For decades now, online shopping has threatened offline retail outlets with extinction, and some of those threats have come to fruition (rest in peace, Blockbuster). More recently, mobile shopping has untethered consumers from their computers, putting even more pressure on stores to compete with their digital counterparts. But when the world’s largest innovator is putting their stores front and center and online pioneer Amazon is putting their weight behind recently-acquired Whole Foods, it’s more than clear that rumors of brick-and-mortar’s death have been greatly exaggerated.
What Apple has done to thrive in an age when countless other retail chains are struggling is hardly a secret. They’ve long done away with inventory clutter at the front of the house, focusing instead on offering customers an experience that reflects the clean and efficient design and one-to-one service that has made their products stand out in a crowded market.
Go to any mall in America, and the difference between shopping at the Apple store and virtually any other store in the building will be stark. But that’s changing as more and more retailers are realizing that true retail innovation doesn’t arise from the struggle between online and offline stores but from the convergence of the two.
Known for giving makeovers to their customers, Sephora is now giving its retail experience a makeover with the introduction of Sephora Studios. Less than half the size of their normal retail outlets, what the stores lack in floor space is more than made up for in technology and personalized service. Among the offerings are customized makeovers, touchscreen devices delivering scientifically precise color matching, and same-day pickup of sephora.com orders.
The first Sephora Studio is already open in Boston and has been a resounding success.
Across the country in San Francisco, fashion label Reformation is making shopping for clothes as pleasant and simple as buying a MacBook. There are no clothing racks to be found out front. Instead, shoppers are greeted by a more open and airy layout with select outfits on display and touchscreens for browsing the full inventory. Tap an item you like in your size and when you arrive in the dressing room, it will be waiting there for you.

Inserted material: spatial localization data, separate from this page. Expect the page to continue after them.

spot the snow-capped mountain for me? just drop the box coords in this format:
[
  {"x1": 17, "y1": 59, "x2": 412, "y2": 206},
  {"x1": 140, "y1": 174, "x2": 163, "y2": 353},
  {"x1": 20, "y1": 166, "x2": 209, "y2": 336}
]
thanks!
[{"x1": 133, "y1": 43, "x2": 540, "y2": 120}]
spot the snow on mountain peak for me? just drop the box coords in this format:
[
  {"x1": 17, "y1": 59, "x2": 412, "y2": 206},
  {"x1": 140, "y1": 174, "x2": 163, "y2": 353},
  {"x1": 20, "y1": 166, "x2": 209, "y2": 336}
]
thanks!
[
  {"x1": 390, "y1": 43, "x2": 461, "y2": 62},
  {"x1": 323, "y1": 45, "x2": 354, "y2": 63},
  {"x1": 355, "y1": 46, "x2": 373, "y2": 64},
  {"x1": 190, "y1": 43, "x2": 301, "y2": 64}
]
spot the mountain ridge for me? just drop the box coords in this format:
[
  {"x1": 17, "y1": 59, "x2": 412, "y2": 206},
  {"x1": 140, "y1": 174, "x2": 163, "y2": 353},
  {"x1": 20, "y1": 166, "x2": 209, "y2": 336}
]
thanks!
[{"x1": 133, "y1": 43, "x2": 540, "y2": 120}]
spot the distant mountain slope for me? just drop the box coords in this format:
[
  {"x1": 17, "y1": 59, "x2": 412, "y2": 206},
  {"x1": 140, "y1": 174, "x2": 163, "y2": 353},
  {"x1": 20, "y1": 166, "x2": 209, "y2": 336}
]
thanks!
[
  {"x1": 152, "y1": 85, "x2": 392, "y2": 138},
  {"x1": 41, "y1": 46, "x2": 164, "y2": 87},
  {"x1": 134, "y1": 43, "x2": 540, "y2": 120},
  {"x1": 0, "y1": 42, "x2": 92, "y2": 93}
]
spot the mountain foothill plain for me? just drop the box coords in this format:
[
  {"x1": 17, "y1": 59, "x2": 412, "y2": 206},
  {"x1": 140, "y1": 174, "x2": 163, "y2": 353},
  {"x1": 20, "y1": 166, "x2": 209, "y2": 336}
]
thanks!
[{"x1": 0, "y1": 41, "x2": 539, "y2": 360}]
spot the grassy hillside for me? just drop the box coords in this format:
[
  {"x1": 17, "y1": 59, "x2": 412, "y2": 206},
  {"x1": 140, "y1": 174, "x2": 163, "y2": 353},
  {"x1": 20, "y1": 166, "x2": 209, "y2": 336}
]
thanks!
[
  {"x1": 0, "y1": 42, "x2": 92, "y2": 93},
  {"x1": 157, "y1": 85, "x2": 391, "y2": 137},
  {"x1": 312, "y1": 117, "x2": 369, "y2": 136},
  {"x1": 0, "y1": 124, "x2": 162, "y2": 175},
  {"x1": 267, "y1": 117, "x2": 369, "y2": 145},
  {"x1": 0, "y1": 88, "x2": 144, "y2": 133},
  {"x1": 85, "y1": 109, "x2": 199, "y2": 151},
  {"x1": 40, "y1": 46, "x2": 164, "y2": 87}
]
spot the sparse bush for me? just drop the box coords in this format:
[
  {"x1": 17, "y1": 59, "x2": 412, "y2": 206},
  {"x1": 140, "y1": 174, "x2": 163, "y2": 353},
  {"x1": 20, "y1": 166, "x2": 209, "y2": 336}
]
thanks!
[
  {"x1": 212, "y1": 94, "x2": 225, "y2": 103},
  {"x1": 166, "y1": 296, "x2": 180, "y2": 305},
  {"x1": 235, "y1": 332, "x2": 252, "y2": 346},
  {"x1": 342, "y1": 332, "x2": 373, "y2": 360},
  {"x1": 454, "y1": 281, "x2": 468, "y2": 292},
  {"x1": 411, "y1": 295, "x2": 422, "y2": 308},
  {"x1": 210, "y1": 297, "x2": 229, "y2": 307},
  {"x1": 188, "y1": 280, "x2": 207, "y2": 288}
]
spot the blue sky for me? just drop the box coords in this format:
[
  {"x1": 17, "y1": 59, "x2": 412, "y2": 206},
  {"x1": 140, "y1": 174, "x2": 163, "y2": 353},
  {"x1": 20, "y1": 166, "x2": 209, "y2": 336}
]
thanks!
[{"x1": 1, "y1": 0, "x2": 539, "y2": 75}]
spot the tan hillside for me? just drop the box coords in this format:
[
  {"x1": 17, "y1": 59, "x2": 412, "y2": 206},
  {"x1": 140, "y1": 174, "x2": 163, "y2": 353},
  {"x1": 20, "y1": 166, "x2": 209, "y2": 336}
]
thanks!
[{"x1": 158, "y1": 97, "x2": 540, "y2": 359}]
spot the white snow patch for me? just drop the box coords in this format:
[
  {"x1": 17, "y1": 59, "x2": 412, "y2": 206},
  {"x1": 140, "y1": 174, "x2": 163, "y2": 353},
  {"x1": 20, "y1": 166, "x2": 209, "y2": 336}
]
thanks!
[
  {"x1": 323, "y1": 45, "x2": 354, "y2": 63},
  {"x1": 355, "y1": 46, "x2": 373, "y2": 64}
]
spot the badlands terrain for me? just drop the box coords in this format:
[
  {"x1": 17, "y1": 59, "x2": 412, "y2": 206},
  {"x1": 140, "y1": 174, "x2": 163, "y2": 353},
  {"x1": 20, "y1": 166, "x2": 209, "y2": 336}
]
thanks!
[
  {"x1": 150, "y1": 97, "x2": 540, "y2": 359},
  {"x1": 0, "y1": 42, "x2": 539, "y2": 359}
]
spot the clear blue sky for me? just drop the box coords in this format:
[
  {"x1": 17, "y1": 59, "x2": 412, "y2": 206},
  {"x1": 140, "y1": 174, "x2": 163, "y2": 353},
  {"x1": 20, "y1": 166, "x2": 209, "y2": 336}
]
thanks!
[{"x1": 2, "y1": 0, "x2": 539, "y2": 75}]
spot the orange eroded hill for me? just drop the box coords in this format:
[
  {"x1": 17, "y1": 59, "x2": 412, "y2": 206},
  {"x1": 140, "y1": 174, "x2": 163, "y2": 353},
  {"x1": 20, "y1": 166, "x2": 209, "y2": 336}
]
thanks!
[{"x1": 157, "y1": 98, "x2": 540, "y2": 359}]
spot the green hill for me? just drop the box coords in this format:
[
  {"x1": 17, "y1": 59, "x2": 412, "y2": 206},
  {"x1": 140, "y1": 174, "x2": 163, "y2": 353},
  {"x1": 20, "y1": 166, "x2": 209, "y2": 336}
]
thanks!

If no stock out front sounds bold, how about no in-store stock at all? That’s the approach taken at Nordstrom Local, a new concept store from the 116-year-old department store chain that holds no actual inventory. Instead of sifting through clothing racks, shoppers enjoy a glass of wine or espresso while meeting with an expert personal stylist. Purchased items are available same-day for pickup or home-delivery–after being tailored in-store for a perfect fit, of course.
The advantages offered to consumers by these inventive stores are clear: less stressful, more efficient, more personalized shopping that feels like an experience rather than a chore. But the benefits to retailers go way beyond customer satisfaction. Smaller footprints translate to big reductions in real estate costs, and touch-screen browsing offers valuable data on everything from shopping habits to fashion trends. Moreover, when ideas are more valuable than overhead, the playing field between billion-dollar behemoths and small startups becomes much more level.
Interactive dressing room mirrors, checkout-free purchases, drone delivery; they’re already a reality and coming soon to a store near you. And this is only the beginning, of course. These developments will seem ordinary before long as they make way for even more innovation in retail spaces.
Over the next decade, breakthroughs will materialize in surprising forms from unexpected sources, and they’ll happen so rapidly that predicting them even a few years out will be next to impossible. But one thing is for certain: The future of retail belongs to those who embrace creativity and technology and thrive on taking smart risks.